The establishment of Directorate of Internal Security (DIS) at federal level under NACTA will bring 33 civilian and military intelligence and operational agencies under one roof. The total strength of current NISA exceeds 600,000 however 56,000 vacancies need to be filled urgently. The establishment of DIS will prevent duplication of efforts, pool resources, and increases efficiency and coordination especially to provide EARLY WARNINGS.
Better Afghan Border Control Regime
The long, porous border with Afghanistan and the presence and influx of 1.64 million Afghan refugees is a danger to Pakistan’s internal security. The solutions proposed under NISP include: biometric identification, proper patrol, and the establishment of Civil Armed Forces Headquarter for a better border control regime.
Improving Criminal Justice System
Pakistan’s Criminal Justice System has not been able to effectively prosecute cases, and has low conviction rates because of a lack of proper investigation. NISP has a priority to amend laws, enact new laws, and to develop mechanisms for prosecution and conviction of terrorists. This government has already amended Anti-Terrorism Act 1997 to update the definition of terrorism and acts of terrorism so as to incorporate the new threats.
Ideological Response to Terrorist Propaganda
Terrorism is being fought on an ideological level as well.In this sense, terrorism is an invisible and ambiguous threat. NISP’s priority is to build and disseminate a tolerant National Narrative with media, religious scholars, intelligentsia, and academia. Terrorist groups are spreading fear through propaganda as well as online movements. NISP will go through the proper channels to bring a new law for the prevention of cyber crimes.
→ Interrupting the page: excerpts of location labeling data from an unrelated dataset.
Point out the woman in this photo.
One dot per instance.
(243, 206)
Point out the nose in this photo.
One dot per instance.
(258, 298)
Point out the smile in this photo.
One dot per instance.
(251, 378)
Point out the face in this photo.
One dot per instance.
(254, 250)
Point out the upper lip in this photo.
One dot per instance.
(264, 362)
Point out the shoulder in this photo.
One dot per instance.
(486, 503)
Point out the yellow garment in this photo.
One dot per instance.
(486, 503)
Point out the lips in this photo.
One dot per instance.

Proper Engagement of Youth
Youth consists of 28% of Pakistan’s population and is vulnerable to being inducted into extremist/terrorist/sectarian groups. The reintegration of youth in mainstream and productive activities is a priority for NISP. Under Youth Engagement Strategy (YES), the Prime Minister’s Business Loans Programme will be implemented to provide opportunities for youth.
Reintegration of Extremist/Violent Persons
Under NISP, there will be a National De-Radicalization Program. The Pakistan Army successfully initiated a De-Radicalization programme in Swat,which combined instruction with skill-development.
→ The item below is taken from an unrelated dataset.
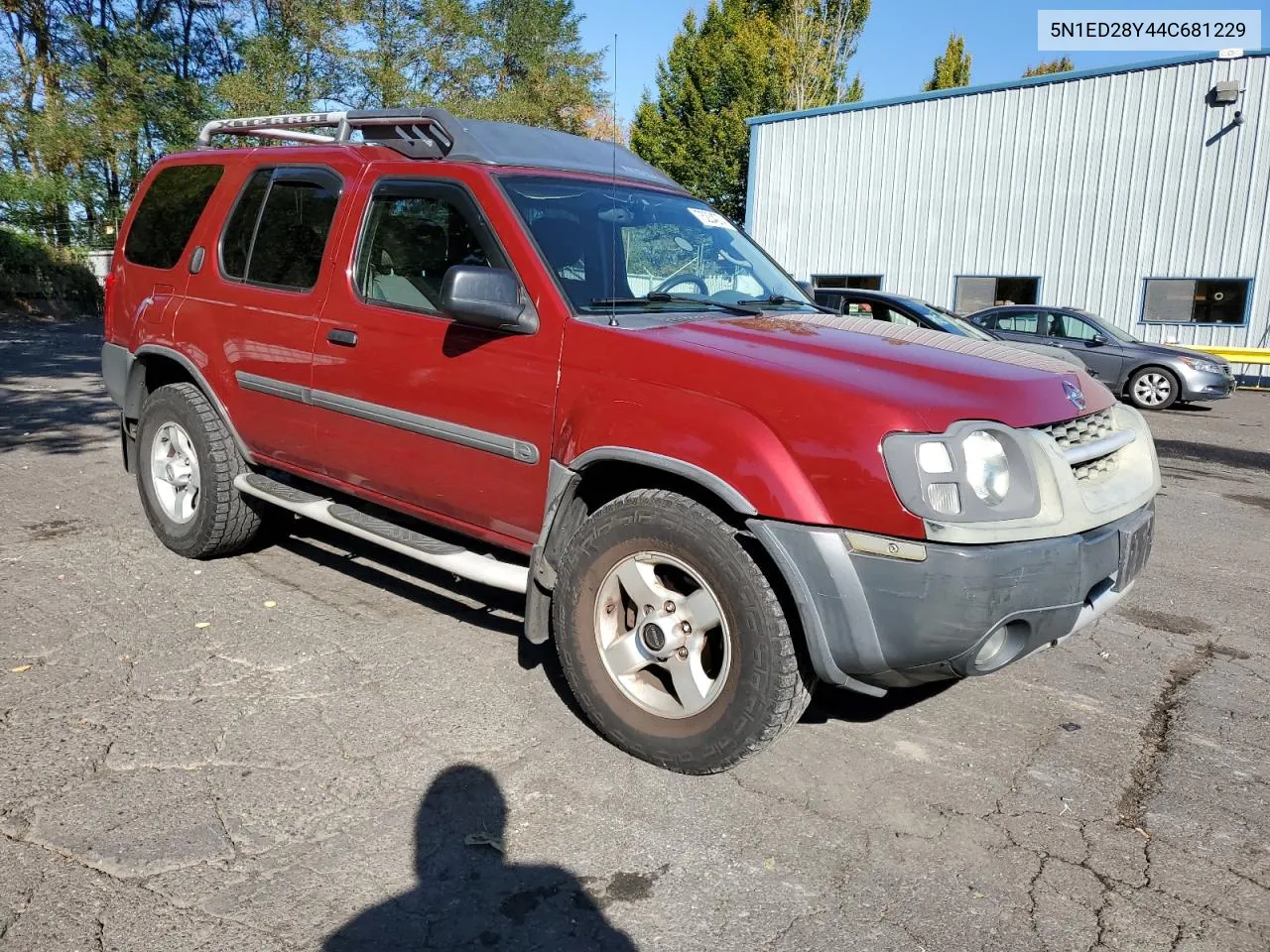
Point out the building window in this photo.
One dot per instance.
(865, 282)
(975, 294)
(1196, 301)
Some madrassas have increased sectarianism and extremism with the publication and circulation of hate material. NISP proposes to bring madrassas into mainstream education system. Madrassas will be provided support for their administrationand an accredited curriculum.Madrassas and mosques also receive funding from various internal and external sources and do not undergo auditing. NISP aims to have proper regulatory mechanisms as well as financial auditing of madrassa funding.
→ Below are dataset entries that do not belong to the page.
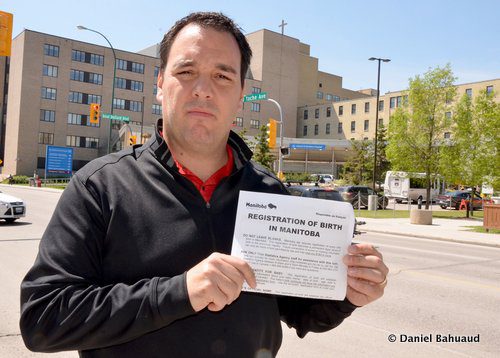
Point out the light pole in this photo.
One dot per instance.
(80, 27)
(376, 118)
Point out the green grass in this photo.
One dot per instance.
(482, 230)
(389, 214)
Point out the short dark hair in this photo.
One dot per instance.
(214, 20)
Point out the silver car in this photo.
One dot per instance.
(11, 208)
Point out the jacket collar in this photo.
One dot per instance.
(242, 154)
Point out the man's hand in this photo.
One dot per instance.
(217, 281)
(366, 274)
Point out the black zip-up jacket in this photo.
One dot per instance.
(110, 276)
Protection of Critical Landmarks
Critical landmarks have never been mapped. Under NISP, critical landmarks will be mapped, identified and protected. This is called “hotspot policing.”
Further Details of NISP:
- The implementation of NISP will cost an estimated Rs32 billion.
- NISP has two components: Soft-Comprehensive Response Plan (CRP) and Hard-Composite Deterrence Plan (CDP).
- CRP will be implemented by the Directorate of Research and Coordination.
- Deterrence will be implemented by Directorate of Internal Security- which will do capacity building and restructuring of existing NISA.
- NISP framework has 3 elements of Dialogue, Isolation & Deterrence.